Transport
The UPINA locomotive represents the small machines built from the end of the 19th century for the Asturian mining railways that were used for decades in the trenches that linked the mine openings with the horizontal mines and coal washing plants.
This particular example was built in 1890 by the firm Krauss from Munich, a manufacturer specialised in industrial locomotives that offered various models adapted to the specific needs of its customers. The Upina locomotive was one of the smallest ones and weighed less than four tons. It had typical features of industrial designs, with two drive axles and a water tank on the frame. It was acquired by the company Julio Bertrand, which exploited several coal mines in the central area of the La Güeria San Juan, in Mieres.

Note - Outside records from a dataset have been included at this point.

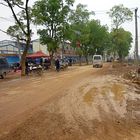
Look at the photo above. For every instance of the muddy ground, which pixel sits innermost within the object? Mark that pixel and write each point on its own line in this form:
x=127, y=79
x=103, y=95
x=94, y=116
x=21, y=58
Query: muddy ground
x=80, y=103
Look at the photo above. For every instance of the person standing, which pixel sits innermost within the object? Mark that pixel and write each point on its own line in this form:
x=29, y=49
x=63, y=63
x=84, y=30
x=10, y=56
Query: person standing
x=57, y=65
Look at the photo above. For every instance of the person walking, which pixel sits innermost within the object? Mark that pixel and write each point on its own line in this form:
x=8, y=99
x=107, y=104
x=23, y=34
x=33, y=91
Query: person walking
x=57, y=65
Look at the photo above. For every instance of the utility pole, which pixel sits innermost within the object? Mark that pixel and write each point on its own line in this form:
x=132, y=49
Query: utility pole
x=136, y=36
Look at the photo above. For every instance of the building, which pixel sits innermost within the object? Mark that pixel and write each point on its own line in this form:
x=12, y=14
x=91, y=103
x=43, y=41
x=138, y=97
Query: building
x=12, y=51
x=66, y=50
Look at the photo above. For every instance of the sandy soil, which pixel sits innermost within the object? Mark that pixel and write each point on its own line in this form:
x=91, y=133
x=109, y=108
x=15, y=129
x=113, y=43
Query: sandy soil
x=80, y=103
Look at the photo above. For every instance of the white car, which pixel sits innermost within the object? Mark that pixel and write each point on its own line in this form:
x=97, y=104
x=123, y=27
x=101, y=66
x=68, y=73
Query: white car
x=97, y=61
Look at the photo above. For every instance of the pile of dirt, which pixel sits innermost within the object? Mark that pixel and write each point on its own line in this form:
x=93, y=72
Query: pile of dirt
x=133, y=76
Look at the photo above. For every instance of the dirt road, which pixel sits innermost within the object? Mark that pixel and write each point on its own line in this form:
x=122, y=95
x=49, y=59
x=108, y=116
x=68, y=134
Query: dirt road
x=80, y=103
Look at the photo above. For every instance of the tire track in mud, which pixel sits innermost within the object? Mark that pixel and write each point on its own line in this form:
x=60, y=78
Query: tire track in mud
x=94, y=109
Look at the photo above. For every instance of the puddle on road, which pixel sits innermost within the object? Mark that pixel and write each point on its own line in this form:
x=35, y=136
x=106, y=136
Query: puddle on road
x=117, y=92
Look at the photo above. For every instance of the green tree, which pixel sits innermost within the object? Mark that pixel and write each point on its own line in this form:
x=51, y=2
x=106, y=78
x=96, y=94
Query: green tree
x=119, y=15
x=23, y=20
x=98, y=37
x=79, y=31
x=121, y=42
x=52, y=16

The company laid a 600-millimetre gauge railway from the head of its exploitations, in Cuevas, to an inclined plane that descended to the town of Mieres itself. The locomotive ran on this line for decades, along with more modern machines. Its ownership changed hands as the business owners changed. Its last owner was Tres Amigos Mine, a company set up in the 1940s and which became part of HUNOSA in 1969.
After the closure of the railway in 1956, the UPINA ended up carrying out manoeuvres in a railway section that linked El Casar with the Tres Amigos Mine and was withdrawn after about ten years. HUNOSA acquired it and it was saved from scrapping when it was chosen to be placed as an ornament in the gardens of the El Batán washing plant due to its small size.
In the 1990s, it was finally transferred to the Mining Museum in El Entrego, where it is currently on display after a superficial restoration.
The locomotive, which previously had no name, was called Upina in the post-war years, derived from Guadalupe Sela Álvarez’s nickname, daughter of the director of Tres Amigos Mine at the time.